When SW2 is closed, the path is simply from VCC to ground (assuming the MCU input is very high impedance). So:

I=V/R = 5 / 47,000 = 0.000106383 = 106uA.

Given 106uA, voltage drop across R6 is: 0.000106383 * 47,000 = 5V. Er... So the resistor drops the entire 5V? That's kirchhoff's law at work, yes?

So, when S2 is closed (and C9 is empty), there will be exactly 0V at OVERFLOW_IN, and current draw of 106uA. All 5V is dropped across R6, yes?

Is my reasoning correct? I'm wanting to consume as little current as possible when the switch is closed, ideally tens of microamps. So, for example, a 200K resistor would result in the same effect as above wrt to voltage (i.e. all 5V would still be dropped across R6 when SW2 is closed), but only 25uA consumed? Is that correct? I'm very sorry to post such fundamental questions, I just want to get some guidance to ensure I'm on the right track.

This is from a working circuit, but I'd like to reduce the current consumption. As noted above it's currently using 47K, which is up around 100uA. I see no reason to pull 100uA if I can pull 25.

The capacitor is there to stop bouncing. In real life, SW2 is a microswitch on a water tank and it is quite bouncy and wakes the MCU many times when switching. 'Slugging' it with the capacitor fixed that problem. I think increasing the resistor value will increase the time taken to fill the capacitor, yes? So I'll need to reduce the size of the capacitor.

I'd be grateful for any insights.

Regards

Mark

 

Yes when SW is closed OVERFLOW_IN essentially forces to 0V, actual V
is related to current and its contact resistance when on, usually in the
mOhm range.

Capacitors to debouce not prefered method. Normally thats done in software,
or if micro has a HW debouncer using that. A cap and a high valued pullup like
you have raises risetime, therefore time input forces CMOS input structure to
draw current, potentially a lot of current.
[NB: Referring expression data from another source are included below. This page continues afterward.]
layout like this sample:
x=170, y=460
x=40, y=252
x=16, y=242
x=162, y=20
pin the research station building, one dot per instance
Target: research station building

http://www.ti.com/lit/an/scba004d/scba004d.pdf

Attached methods to debounce.

High valued pullups have two problems, leakage current can cause them
to develop an unwanted logic level, and they are susceptible to noise
coupling due to their HiZ.

Regards, Dana.

 

"Slugging it" with a capacitor like that across the contacts, will cause a high surge current when the contacts close, which errode the contacts and possibly cause them to weld together.
Do the debounce in software, as Dana suggested, so that it only responds once for a give period of time when the switch closes.